Over the last few years, the intestine is considered to be an organ of primary importance.
The first question that comes spontaneously by reading the title of the best seller is: the intestines to do with anxiety? There are some influences, connections between this second brain, and all those manifestations that until recently medicine and common sense bound exclusively to the first brain, what sometimes makes us go crazy, what is more properly called in medical language brain?
The brain is, in fact, only a portion of the brain, which is constituted by that part of the central nervous system (SNC) which is contained in the cranial box. The medical science has therefore immediately made a conventional division between brain and spinal cord, which represents the somatic-caudal part of the CNS, the one that branches in the body towards the ends. This division, which in reality does not exist, has meant that every time it was spoken of mind, psychology, thought, behavior, and any disturbance, it was only about the brain, the brain. Recently, medicine has dissipated this myth, questioning many of its certainties and fortunately for those who suffer, expanding the opportunities for healing and healing thanks to the enlargement of understanding disorders such as anxiety and panic.
Do not worry: I will not bother you with a medical treatise, but this introduction is necessary to emphasize the role of conventions in our vision of reality, conscience in general and the development of sciences in particular. Only recently, in fact, some disciplines have been sprouted that have the task of combining the knowledge emerged in hundreds of years of conservatism and intellectual sectarianism. These disciplines, such as PNEI (psycho-neuroendocrine immunology), are considered as connecting disciplines, bridge sciences, rather than disciplines of specialization.
The medicine then claims, after a long negation, that even the intestines and therefore all nutrition and digestive activity are involved in the formation and maintenance of anxiety and panic. Can we hope for new horizons for care?
If there was no need to divide the SNC into two parts, probably would not have achieved any success with a book highlighting the importance of an organ often disrupted, especially in its implications for the problems so far considered monopoly of the psychic world, mental.
What emerges from his book, but also from many other recent researches and the work of many scientists, is that the well-being of people is closely related to the health of the intestine. The intestinal mucosa is equipped with an immune system able to defend the organism from harmful agents and alert it to any dangers, in order to activate it properly. Not only that, the intestine is the first organ to react to external stimuli like pain or excitement. Have you ever heard the butterflies in the stomach, abducted by great love? What science says is that first came the butterflies and consequently your brain (or your heart) has decided to make you fall in love and not the other way around. It seems all very little romantic, I know.
What is anxiety about? Anxiety and panic often accompany gastrointestinal disorders such as constipation, diarrhea, vomiting, dyspepsia … do you know anything? Anyone who has experienced an intense anxiety state will notice the effects on the stomach, digestion, intestines, and activity.
There are two important considerations to make …
- If the “butterflies in the stomach” first arrive and then falling in love, can the bowel and the anxiety first arrive?

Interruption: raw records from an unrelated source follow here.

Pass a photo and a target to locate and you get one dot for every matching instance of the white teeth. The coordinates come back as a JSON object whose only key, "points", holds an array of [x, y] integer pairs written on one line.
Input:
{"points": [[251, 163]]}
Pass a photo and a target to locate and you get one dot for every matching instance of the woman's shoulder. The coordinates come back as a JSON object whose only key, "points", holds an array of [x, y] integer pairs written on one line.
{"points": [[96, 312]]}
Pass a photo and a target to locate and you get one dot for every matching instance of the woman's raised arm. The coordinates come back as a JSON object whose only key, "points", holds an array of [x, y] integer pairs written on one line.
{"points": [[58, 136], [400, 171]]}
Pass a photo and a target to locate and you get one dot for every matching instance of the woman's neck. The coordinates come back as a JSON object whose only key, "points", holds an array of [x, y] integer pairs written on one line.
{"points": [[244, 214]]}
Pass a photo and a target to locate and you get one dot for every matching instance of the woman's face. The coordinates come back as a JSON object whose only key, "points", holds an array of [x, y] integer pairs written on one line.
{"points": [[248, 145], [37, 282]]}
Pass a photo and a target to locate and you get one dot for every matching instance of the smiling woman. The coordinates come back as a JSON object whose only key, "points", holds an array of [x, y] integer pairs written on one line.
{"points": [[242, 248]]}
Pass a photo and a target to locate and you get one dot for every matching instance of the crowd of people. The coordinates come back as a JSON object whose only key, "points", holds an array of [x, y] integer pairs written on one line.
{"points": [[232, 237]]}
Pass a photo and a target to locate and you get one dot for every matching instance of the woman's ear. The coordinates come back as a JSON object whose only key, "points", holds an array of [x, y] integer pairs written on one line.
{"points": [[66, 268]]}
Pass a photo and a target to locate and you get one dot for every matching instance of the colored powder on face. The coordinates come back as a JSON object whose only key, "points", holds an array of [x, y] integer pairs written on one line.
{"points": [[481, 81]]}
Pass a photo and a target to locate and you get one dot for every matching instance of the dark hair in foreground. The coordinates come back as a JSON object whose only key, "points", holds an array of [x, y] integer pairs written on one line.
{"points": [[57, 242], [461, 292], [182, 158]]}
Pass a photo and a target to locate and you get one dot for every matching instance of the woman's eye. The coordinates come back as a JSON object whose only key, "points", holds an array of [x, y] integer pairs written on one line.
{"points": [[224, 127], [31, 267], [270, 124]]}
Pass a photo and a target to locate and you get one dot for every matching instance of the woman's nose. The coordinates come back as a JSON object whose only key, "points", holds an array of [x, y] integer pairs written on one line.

- What are the implications of a systemic, holistic consideration of health and well-being in this case? What if we can go beyond conventional divisions (such as the anatomical one that separates the brain from the rest of the body) and we conceive of every manifestation of the state of health as the synergistic product of several factors, such as the interaction of multiple variables, where all the organs are connected, where nothing can be excluded from the analysis?
The first question is answered by Gershon’s book, but also by Francesco Bottaccioli, the first president of the Italian Society of Psychoneuroendocrine Immunology and the results of many researches. Bacterial flora, also called microbiota, is made up of microorganisms that work together to maintain balance and ensure the proper functioning of the organism. They are mostly bacteria (it would be more correct to talk about bacterial fauna) and are not only present in the intestine but throughout the digestive tract and in general throughout the human body. A state of imbalance and a constant stress on their functioning causes a series of alterations that go far beyond the only gastrointestinal manifestation. Think of Candida, a fungus that can lead to candidiasis, a genital infection with symptoms that can be found in the esophagus and tongue.